Following the meeting, the council, which represents more than 250 churches, said in a letter issued to its members today (Oct 19), that it recognises that the Government's decision to allow this is a "judgement call".
NCCS said: "Given the data on the current remote gambling landscape, the Government deems this to be the best approach to mitigate driving remote gambling activities underground and exacerbating law and order concerns."
The council said that following its initial statement, its representatives had a "candid and important face-to-face discussion" with the Ministry of Home Affairs (MHA) and Ministry of Social and Family Development.
NCCS noted that the Government "is willing to proactively strengthen the family and social environment" to prevent and mitigate the harmful consequences of online gambling.
The Government will be meeting with council leaders in the next three to six months "to take this further".
NCCS added that the Government acknowledges its deep concern over the negative social consequences of legalising the two remote gambling platforms and will be regularly monitoring the overall impact.
Last month, MHA gave the green light to allow Singapore Pools and Singapore Turf Club to run online betting services. These will be rolled out on Oct 25 and Nov 15 respectively.
The authorities' approval followed applications by the Singapore-based operators to be exempted from the Remote Gambling Act passed by Parliament two years ago. The Act outlaws all online and phone betting activities.
NCCS had said in its initial statement that the Government is sending "confusing and conflicting signals". However, the council acknowledged today (Oct 19) that when the Act was passed in 2014, the Government had said that some exemptions would be given as it did not think a complete ban will work.
The council also noted that the Act included the provision of exempt operators - something that had been discussed with social service leaders and representatives from religious bodies before it was tabled and passed by Parliament.
During the meeting, the Government maintained that allowing exempt operators to provide online gambling services under stringent controls is the best approach to limit and contain any adverse social consequences - a conclusion based on studies and its assessment of possible scenarios, said NCCS.
But the council added that it still has its reservations about this conclusion, arguing that the family and social fabric of Singapore is "currently not strong enough" to provide the safeguards against problem gambling.
It said that it will be rolling out a slew of measures to address the harmful consequences of online gambling.
The first is to set up a task force to explore ways to strengthen the family and Singapore's social fabric to mitigate gambling's harmful effects; to care for problem gamblers within and outside of their congregations; as well as to work with the Roman Catholic Church, other faith communities and the Government on this area.
The second is to publish a tract on gambling "that can be placed in the hands of every church member and can be used as the basis for teaching and discussion on the subject".
Lastly, the council aims to monitor the situation of online gambling closely and to provide feedback to authorities with the aid of its member churches.
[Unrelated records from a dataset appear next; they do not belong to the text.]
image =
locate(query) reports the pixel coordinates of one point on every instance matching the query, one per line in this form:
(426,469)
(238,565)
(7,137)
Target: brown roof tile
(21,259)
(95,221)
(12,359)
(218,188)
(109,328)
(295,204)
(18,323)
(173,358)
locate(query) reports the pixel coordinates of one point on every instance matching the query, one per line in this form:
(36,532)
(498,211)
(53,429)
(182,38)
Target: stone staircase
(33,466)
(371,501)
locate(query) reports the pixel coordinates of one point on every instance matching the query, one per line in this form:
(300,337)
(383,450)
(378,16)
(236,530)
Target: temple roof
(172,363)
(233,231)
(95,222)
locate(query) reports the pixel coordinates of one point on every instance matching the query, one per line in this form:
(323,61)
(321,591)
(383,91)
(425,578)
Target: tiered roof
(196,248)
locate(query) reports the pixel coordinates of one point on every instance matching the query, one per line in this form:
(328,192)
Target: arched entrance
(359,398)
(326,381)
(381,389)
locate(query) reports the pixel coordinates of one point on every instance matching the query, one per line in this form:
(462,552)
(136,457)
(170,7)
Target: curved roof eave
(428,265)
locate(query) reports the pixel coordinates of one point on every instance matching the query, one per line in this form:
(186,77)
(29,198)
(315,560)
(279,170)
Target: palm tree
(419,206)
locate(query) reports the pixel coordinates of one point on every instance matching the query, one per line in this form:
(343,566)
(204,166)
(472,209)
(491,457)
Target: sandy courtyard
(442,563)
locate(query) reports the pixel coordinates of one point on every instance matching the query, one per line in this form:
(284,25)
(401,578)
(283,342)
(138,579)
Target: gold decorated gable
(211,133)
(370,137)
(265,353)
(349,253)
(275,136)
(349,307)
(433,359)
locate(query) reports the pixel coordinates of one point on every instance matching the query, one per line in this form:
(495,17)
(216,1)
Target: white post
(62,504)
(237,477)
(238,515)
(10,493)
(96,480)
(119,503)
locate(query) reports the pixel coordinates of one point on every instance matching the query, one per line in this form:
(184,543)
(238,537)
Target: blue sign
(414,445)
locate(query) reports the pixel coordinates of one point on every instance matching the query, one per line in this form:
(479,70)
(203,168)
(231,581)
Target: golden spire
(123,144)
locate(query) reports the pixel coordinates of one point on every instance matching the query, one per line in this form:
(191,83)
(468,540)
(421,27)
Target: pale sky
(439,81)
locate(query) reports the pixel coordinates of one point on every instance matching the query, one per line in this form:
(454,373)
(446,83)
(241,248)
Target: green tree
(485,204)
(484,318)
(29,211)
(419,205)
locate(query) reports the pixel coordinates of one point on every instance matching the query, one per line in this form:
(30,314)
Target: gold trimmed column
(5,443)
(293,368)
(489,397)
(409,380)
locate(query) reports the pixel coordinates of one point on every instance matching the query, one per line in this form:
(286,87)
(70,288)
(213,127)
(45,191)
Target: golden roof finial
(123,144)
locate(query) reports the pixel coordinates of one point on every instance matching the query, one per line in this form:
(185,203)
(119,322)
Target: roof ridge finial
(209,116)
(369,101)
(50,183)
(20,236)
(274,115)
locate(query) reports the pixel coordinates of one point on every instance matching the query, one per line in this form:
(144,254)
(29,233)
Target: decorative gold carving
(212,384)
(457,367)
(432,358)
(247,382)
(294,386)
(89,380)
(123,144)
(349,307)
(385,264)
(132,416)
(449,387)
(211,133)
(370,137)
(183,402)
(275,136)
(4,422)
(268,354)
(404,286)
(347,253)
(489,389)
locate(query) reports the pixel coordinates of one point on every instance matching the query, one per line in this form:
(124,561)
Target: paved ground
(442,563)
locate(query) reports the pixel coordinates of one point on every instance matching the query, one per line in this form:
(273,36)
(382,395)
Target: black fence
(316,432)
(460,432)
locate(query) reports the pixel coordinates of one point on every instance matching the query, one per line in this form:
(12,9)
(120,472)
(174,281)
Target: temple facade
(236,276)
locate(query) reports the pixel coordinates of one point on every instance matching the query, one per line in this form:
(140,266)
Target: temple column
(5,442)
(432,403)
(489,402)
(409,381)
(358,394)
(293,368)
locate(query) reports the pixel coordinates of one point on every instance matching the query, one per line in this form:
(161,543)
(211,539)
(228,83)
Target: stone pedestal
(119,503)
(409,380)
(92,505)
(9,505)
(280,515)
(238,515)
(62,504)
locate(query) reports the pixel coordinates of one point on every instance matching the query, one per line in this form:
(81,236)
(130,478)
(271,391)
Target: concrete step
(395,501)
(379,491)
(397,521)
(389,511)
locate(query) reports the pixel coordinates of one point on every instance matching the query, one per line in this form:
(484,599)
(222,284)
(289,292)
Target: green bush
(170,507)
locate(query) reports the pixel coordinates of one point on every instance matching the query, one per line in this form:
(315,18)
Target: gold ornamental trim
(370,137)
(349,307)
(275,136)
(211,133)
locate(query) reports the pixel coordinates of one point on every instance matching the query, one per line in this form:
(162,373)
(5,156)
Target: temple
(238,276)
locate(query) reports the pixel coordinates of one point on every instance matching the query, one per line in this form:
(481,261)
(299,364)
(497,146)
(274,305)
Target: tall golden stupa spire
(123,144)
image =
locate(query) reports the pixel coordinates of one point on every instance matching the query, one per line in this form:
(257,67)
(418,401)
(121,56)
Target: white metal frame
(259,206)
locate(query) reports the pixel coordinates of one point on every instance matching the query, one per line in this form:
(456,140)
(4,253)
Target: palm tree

Other religious bodies have weighed in on the issue as well. The Catholic Church on Oct 12 urged the Government to closely monitor the situation, and also requested for regular consultations and updates on the consequences of its decision.
Muslim leaders have also reminded the community on the ills of gambling - including online gambling, which they said is "firmly" prohibited in Islam.
In its letter today, NCCS said that it will always endeavour to "play its part as a responsible intermediate organisation to seek the welfare of our city-state and to work together with the government and other religious and grassroots organisations to promote the common good".